In this the position of the so-called Left in most countries has been disgusting.
‘Social-democratic’ governments in power have all fallen behind US imperialism in this war. In both Sweden and Finland, ‘social-democratic’ prime ministers are leading the charge towards NATO membership.
In Britain, Labour leader Keir Starmer has attempted to outdo the Tories’ warmongering, threatening to expel any members of his party who question the role of NATO. This was to be expected; after all, let’s not forget that the war in Iraq was jointly led by Bush and Blair.
Right-wing reformists always defend the interests of their own imperialist ruling class when it comes to it.
This was a hopeless position, as fundamental questions like war and imperialism cannot be solved by appeals to international institutions, only by decisive anti-imperialist class struggle. But still, it offered a semblance of opposition. Now, even mealy-mouthed pacifism has been thrown overboard.
In the US, the DSA-backed Representatives all voted for the latest multi-billion package of military aid for Ukraine. Senator Bernie Sanders voted and spoke in favour of US imperialism too: “I think every day counts, and I think we have to respond as strongly and vigorously as we can.”
In Spain, the Communist Party minister Yolanda Díaz backed the government’s decision to send weapons to Ukraine, many of which ended up in the hands of the neo-Nazi Azov regiment.
In Britain, when threatened with expulsion from the parliamentary group, Socialist Campaign MPs withdrew their signatures from a statement critical of NATO.
In Finland, the Left Alliance, which is part of the ruling coalition, is split on the question of NATO membership. Typically its ministers are in favour, though some of its MPs are against. Whatever happens, the Left Alliance has already said it will not break the coalition.
This situation is of course mirrored on the other side of the war, with the Communist Party of the Russian Federation, which had come under attack from the regime for its semi-opposition before the war, came out firmly in favour of Putin’s imperialist adventure in Ukraine.
The position of some far-left groups is no better.
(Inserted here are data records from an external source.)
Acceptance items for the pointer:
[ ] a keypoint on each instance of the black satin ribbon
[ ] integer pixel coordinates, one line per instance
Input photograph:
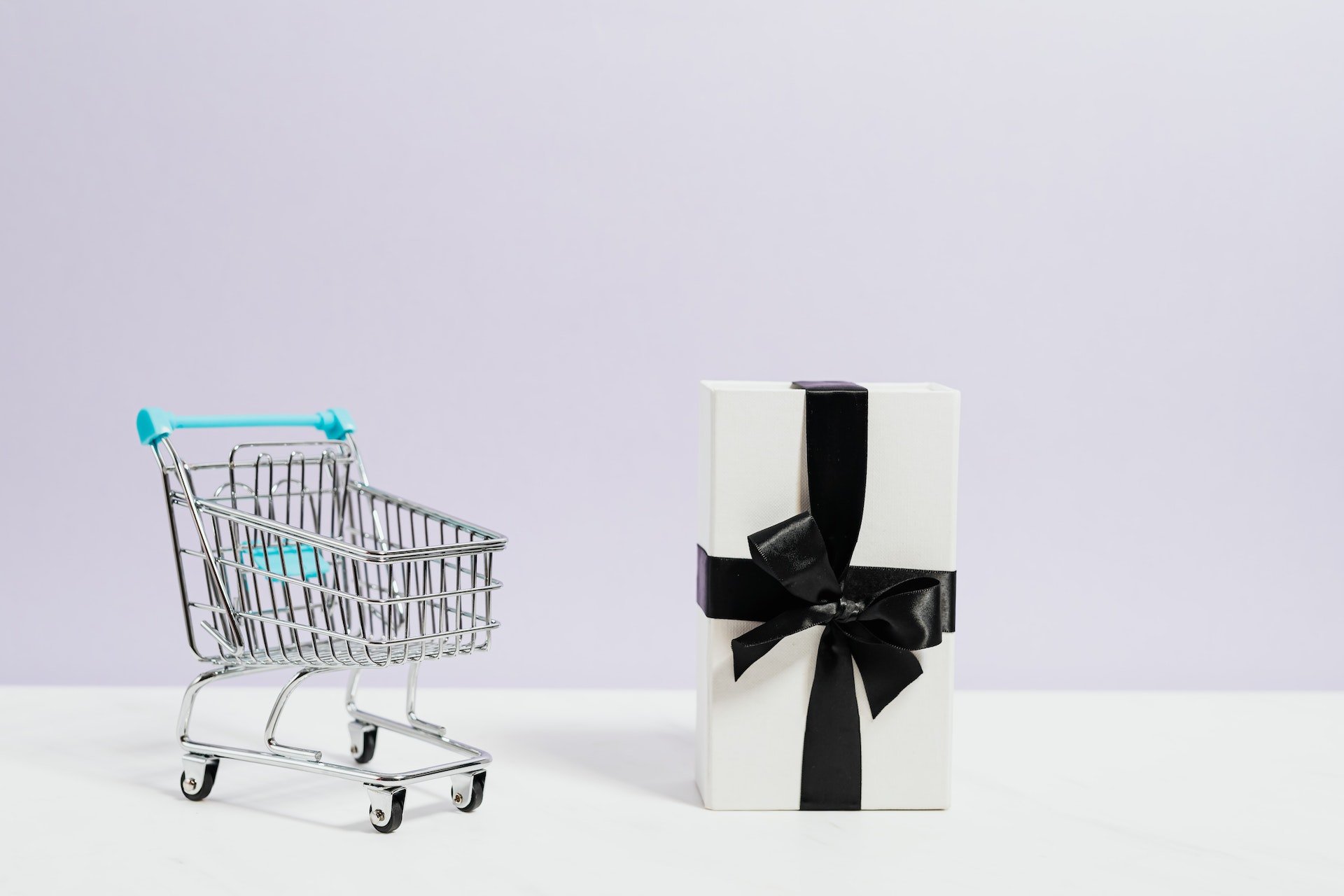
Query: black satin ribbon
(800, 577)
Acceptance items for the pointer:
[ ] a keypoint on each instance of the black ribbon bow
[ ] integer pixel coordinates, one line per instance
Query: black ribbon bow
(873, 615)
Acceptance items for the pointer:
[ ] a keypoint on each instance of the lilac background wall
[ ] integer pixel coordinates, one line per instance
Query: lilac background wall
(514, 235)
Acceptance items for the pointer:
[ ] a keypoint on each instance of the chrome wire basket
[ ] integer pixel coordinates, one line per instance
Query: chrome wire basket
(286, 556)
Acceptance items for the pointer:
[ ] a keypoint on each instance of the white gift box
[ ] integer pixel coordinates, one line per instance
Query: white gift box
(753, 475)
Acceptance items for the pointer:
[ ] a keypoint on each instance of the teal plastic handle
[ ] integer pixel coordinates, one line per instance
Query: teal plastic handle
(153, 424)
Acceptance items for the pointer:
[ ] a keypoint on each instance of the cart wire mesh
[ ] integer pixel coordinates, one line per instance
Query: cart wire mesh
(288, 556)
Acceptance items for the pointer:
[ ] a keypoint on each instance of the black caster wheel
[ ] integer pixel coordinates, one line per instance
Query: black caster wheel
(197, 785)
(363, 745)
(385, 821)
(473, 801)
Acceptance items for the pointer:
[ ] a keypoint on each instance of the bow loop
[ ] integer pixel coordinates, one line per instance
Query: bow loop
(794, 555)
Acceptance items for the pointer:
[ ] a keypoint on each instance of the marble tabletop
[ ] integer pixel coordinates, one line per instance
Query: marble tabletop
(592, 790)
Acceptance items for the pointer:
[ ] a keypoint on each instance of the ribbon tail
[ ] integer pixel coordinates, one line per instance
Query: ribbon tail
(757, 643)
(886, 669)
(832, 758)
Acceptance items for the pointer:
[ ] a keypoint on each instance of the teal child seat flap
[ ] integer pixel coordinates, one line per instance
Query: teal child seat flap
(288, 559)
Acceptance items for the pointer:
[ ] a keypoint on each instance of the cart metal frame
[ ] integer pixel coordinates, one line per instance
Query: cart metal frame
(305, 564)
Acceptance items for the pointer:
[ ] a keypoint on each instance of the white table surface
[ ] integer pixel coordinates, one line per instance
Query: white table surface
(592, 792)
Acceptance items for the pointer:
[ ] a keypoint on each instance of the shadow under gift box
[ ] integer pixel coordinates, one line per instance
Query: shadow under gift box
(753, 475)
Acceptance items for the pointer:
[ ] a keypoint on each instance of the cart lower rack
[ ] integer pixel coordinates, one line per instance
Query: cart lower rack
(288, 558)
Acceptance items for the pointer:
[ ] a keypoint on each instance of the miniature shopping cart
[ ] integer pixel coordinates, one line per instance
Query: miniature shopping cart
(289, 559)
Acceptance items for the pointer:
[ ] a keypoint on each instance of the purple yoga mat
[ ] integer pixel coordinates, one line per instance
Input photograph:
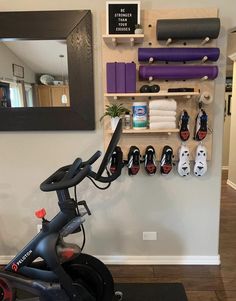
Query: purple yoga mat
(111, 77)
(178, 54)
(130, 78)
(177, 72)
(120, 77)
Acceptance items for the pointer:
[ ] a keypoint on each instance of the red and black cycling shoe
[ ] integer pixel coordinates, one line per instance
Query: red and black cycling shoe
(114, 159)
(166, 160)
(150, 160)
(133, 160)
(184, 126)
(201, 125)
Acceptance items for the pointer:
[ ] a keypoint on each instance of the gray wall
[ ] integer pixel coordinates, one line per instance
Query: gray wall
(7, 58)
(232, 148)
(184, 212)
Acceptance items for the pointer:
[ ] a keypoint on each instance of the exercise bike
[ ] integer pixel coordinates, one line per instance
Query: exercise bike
(64, 273)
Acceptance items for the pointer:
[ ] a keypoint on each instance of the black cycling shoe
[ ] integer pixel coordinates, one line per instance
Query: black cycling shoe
(201, 125)
(133, 160)
(150, 160)
(166, 160)
(184, 126)
(114, 159)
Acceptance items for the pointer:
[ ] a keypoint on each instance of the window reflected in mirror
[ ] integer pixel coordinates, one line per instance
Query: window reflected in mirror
(34, 74)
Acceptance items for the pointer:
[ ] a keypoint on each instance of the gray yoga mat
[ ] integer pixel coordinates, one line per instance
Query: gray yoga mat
(177, 72)
(198, 28)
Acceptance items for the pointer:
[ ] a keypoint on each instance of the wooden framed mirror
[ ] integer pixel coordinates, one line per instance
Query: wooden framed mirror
(75, 109)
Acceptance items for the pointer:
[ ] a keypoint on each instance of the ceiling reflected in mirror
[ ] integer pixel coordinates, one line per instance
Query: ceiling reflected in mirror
(34, 74)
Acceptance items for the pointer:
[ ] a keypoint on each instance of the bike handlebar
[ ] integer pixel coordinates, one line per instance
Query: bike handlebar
(71, 175)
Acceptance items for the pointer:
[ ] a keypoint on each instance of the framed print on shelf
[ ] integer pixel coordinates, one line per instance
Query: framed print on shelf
(122, 16)
(18, 71)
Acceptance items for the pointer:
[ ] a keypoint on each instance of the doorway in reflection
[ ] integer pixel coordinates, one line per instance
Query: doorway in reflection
(34, 74)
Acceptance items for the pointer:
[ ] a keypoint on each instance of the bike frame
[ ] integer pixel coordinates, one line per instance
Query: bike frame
(44, 245)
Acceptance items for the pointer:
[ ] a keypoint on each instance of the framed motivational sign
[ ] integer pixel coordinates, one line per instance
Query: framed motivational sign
(122, 16)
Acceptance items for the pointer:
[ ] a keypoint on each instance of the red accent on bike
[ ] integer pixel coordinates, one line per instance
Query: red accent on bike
(6, 290)
(40, 213)
(67, 253)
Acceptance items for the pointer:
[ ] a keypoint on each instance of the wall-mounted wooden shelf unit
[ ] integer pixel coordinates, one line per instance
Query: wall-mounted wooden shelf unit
(148, 131)
(116, 39)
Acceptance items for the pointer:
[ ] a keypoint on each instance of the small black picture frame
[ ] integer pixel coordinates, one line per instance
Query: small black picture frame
(228, 84)
(18, 71)
(122, 16)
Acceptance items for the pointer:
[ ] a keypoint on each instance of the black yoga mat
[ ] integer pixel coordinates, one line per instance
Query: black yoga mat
(152, 291)
(199, 28)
In Britain, a few hundred sectarians marched under the slogan ‘arm Ukraine!’ – as if Boris Johnson was not already doing precisely that!
That is also the position of the so-called ‘Fourth International’, which calls for “sanctions on Russia, arms for Ukraine”, adding in relation to the question of opposing NATO that “this is not the question posed”. Taking this pro-imperialist position to its obvious conclusion, Murray Smith declared:
“Talking about the dissolution of NATO as an immediate objective, as part of the Western left still does, does not make sense. It is even irresponsible, because it would leave the countries of the East, but also the Scandinavian countries, defenceless…In the absence of a credible alternative, we must accept the status quo.”
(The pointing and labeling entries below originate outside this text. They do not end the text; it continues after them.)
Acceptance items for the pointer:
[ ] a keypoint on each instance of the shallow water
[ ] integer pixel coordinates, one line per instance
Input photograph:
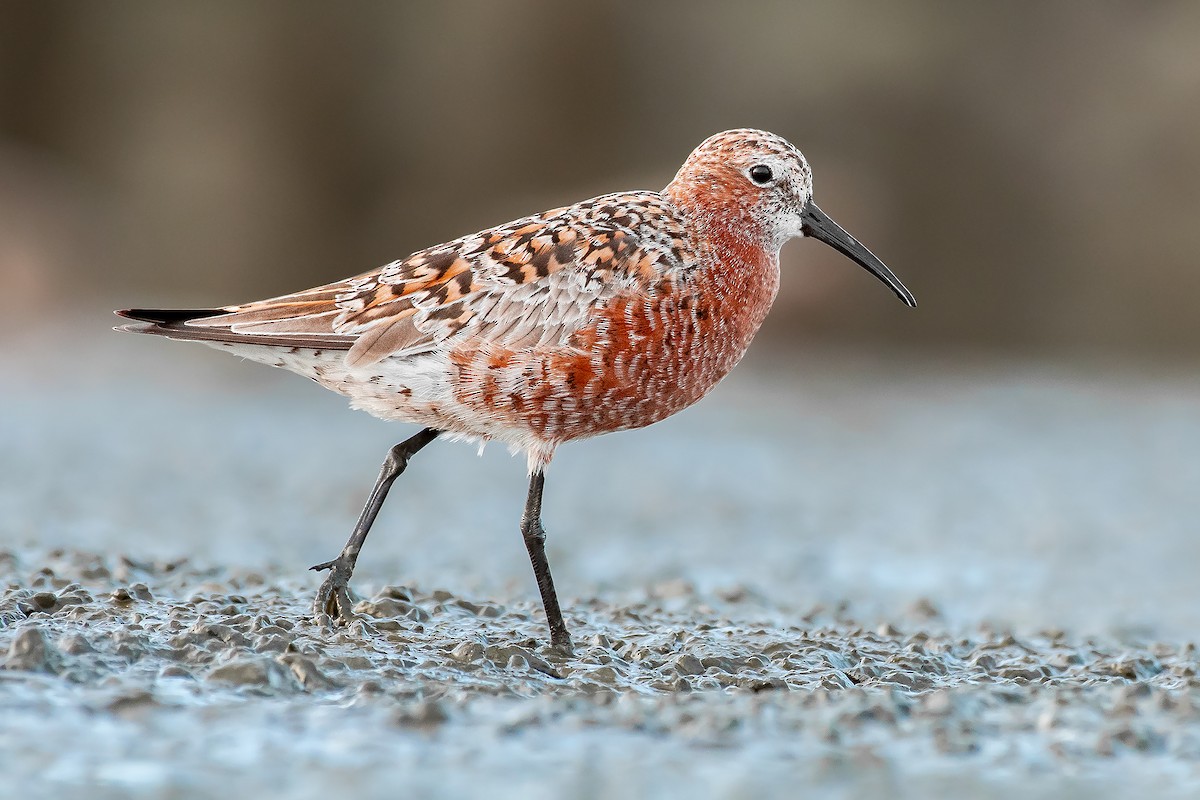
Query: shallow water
(856, 577)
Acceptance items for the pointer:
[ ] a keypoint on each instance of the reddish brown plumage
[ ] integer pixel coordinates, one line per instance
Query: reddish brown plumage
(612, 313)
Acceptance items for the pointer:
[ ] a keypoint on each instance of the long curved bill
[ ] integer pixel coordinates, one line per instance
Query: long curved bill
(819, 226)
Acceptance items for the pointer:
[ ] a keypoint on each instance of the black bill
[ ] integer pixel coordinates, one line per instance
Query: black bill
(822, 228)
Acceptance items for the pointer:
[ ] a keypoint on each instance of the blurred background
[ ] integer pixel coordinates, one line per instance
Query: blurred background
(1030, 169)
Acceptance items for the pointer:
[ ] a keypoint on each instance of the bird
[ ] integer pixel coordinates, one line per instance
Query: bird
(609, 314)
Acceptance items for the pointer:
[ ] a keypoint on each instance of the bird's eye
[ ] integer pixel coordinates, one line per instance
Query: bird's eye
(761, 174)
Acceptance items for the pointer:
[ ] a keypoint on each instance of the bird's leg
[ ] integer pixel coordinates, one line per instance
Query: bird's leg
(535, 542)
(333, 597)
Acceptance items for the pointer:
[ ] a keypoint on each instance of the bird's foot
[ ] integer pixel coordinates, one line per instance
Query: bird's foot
(333, 601)
(561, 645)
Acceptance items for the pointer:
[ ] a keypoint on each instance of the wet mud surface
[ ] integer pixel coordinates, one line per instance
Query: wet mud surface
(1012, 611)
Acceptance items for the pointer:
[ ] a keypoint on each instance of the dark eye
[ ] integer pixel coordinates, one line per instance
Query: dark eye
(761, 174)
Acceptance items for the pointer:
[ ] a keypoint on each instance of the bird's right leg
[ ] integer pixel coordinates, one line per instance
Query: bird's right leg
(333, 597)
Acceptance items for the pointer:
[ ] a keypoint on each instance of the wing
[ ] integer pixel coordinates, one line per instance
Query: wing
(531, 283)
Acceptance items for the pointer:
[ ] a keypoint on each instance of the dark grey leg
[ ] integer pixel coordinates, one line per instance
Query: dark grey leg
(333, 597)
(535, 542)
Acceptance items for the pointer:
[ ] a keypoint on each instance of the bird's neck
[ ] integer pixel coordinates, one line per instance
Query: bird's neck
(741, 268)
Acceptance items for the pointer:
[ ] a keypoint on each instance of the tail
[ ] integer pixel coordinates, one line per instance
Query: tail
(180, 324)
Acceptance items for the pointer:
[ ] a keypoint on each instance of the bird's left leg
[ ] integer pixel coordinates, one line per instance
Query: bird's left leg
(333, 597)
(535, 543)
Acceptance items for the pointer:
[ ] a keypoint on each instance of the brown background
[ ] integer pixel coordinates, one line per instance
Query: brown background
(1031, 170)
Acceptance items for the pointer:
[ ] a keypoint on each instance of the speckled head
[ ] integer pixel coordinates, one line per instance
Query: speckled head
(756, 187)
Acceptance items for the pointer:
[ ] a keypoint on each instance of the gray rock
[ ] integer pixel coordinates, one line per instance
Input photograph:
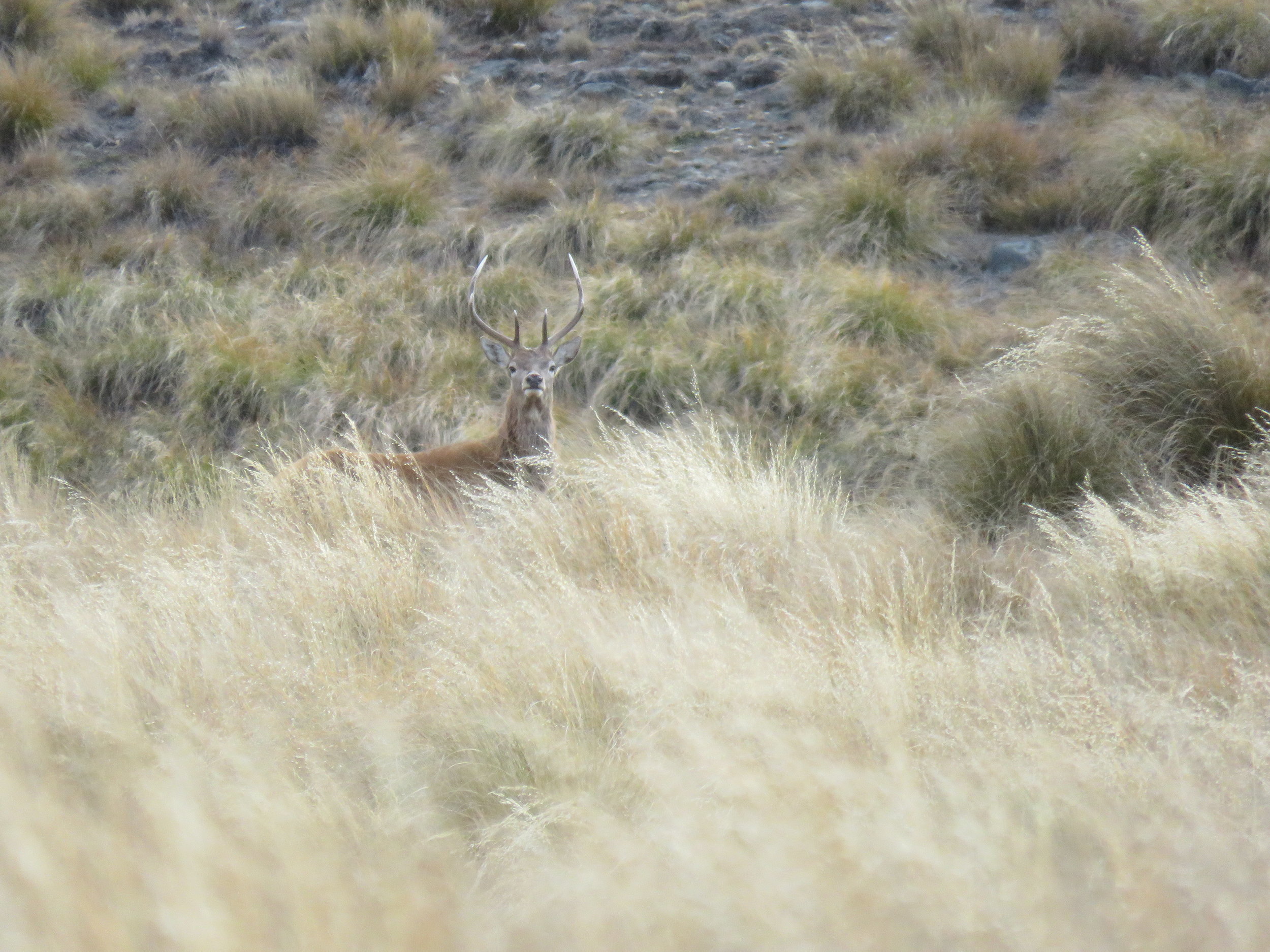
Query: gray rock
(619, 77)
(719, 69)
(669, 77)
(764, 73)
(601, 90)
(493, 72)
(1233, 82)
(654, 29)
(609, 27)
(1009, 257)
There you have it: according to comrade Smith, socialists must support NATO! What a travesty!
The support, by action or omission, of the left reformists for their own imperialist ruling class, is a complete scandal at a time when what is required is firm opposition.
As a result, at present, we have a situation where in some countries, it is the right-wing demagogues who are the only ones opposing the war, for their own reactionary reasons.
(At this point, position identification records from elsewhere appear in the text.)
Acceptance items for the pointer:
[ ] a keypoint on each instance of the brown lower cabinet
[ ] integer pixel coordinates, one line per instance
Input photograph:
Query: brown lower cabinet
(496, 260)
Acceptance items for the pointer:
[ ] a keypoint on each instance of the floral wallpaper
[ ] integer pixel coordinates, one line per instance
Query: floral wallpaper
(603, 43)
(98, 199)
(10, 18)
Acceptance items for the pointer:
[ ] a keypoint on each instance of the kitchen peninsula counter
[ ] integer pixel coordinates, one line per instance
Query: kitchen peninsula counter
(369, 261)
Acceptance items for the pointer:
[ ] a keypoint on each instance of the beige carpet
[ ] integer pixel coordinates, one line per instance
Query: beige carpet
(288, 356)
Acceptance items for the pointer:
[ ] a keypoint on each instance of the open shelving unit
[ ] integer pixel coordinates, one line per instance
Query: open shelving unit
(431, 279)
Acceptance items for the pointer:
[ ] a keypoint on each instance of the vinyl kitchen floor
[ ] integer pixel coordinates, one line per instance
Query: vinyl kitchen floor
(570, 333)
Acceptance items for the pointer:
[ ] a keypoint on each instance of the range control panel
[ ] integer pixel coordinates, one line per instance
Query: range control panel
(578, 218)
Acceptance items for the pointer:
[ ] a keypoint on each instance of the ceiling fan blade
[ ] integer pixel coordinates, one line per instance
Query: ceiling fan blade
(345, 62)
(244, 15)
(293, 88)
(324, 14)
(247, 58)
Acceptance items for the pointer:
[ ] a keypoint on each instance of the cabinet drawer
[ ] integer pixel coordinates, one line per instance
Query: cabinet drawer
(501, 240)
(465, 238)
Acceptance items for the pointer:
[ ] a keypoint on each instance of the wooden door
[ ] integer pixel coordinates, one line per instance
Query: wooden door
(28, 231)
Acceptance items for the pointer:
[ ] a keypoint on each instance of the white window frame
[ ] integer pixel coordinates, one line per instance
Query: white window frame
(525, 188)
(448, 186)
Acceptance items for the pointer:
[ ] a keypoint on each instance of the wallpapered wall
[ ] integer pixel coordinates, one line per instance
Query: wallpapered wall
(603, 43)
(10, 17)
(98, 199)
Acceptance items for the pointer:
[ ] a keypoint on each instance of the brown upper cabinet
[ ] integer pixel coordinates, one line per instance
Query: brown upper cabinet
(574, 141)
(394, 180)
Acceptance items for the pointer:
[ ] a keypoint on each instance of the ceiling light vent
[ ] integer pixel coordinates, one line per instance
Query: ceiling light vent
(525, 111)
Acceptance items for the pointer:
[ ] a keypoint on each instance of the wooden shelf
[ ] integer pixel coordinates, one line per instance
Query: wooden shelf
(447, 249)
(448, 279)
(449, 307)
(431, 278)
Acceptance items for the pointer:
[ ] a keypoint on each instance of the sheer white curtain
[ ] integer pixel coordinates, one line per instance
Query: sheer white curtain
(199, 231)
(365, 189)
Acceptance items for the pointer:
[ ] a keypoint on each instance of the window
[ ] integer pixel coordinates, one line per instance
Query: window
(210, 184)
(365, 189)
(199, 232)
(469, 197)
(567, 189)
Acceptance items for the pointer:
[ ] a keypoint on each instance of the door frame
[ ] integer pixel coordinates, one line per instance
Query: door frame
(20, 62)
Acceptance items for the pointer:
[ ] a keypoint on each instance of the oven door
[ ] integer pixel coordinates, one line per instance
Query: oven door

The task of revolutionaries is to expose the real reasons behind the ruling class’ imperialist aims, cutting through the fog of lies and propaganda by which war is being justified.
The question of war needs to be linked to the question of living standards. At a time when the cost of living is going up, the governments are throwing billions into a bonfire of weapons spending, showing clearly where their priorities lie.
Such a position might not be very popular at the beginning, but sooner or later the fog of war will start to dissipate.
Those who maintained a principled class position from the beginning will be better placed once mass opposition to the war – and the capitalist governments waging it – develops.